North Carolina Democratic Party Chairman Wayne Goodwin suggested Thursday that the resignations were a coordinated stunt, especially when given how swiftly Republican politicians are trying to take advantage of the situation.
“With 40 days until this election and record absentee voting already underway, Republicans know their grip on power in Raleigh is tenuous at best,” Goodwin said. “Clearly they fear the verdict of the voters and will stop at nothing — not even lying and sowing distrust in our election process — to cling to power. There have been many shameful moments for the NC GOP in the last decade, but waging an all-out assault on the integrity of our elections is a new low.”

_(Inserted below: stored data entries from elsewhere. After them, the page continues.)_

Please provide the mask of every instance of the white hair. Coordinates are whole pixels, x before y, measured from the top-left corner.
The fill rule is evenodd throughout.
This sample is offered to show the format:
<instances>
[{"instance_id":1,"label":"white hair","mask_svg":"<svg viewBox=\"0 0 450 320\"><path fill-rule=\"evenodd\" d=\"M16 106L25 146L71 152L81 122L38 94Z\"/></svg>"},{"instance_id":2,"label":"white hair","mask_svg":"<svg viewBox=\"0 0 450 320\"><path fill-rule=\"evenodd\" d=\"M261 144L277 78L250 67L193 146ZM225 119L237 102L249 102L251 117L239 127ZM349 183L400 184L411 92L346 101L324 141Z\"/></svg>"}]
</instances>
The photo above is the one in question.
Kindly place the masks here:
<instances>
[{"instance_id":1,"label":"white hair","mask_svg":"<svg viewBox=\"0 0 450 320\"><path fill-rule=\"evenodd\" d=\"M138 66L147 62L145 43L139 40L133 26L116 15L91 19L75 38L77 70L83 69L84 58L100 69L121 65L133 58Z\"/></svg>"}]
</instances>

Phil Berger, president pro tem of the N.C. Senate, on Thursday supported the claims of deceit made by Black and Raymond. He also pushed the collusion allegation, saying that even though the Board of Elections and the legislature are co-defendants in the lawsuit, the Elections Board “secretly negotiated” with the plaintiffs to rewrite the law to make absentee ballot fraud easier. The legislature knew nothing about the settlement until it was submitted to the judge, he said.
“Board of Elections Democrats have repeatedly tried to enact these policies for months. They lost when the legislature rejected them almost unanimously; they lost when a federal judge rejected them; they lost when a state court rejected them,” Berger said. “Now they’ve resorted to deceit and trickery by withholding key information from Republicans and secretly negotiating with Democratic plaintiffs to produce a collusive settlement that enables a repeat of absentee ballot fraud such as occurred in the 9th Congressional District in 2018.”
State House Speaker Tim Moore said it was an attempt to circumvent procedural due process in state government that gives the appearance that Democrats are taking official government actions to influence the election in their favor.
“These resignations raise serious questions about the integrity of the Cooper-controlled State Board of Elections, Josh Stein’s Department of Justice, and the circumstances of how this collusive settlement was put forward,” Moore said Thursday.
The House Democratic leader pushed back Thursday.
“The Republican tirade against voting rights has reached an unconscionable level. Tim Moore and North Carolina Republicans have made it their mission to unravel voting rights for decades but undermining the legitimacy of our elections sinks to a new low,” Rep. Darren Jackson said. “This proves once again that the North Carolina Republican Party has forgone any semblance of patriotism or respect for our democracy.”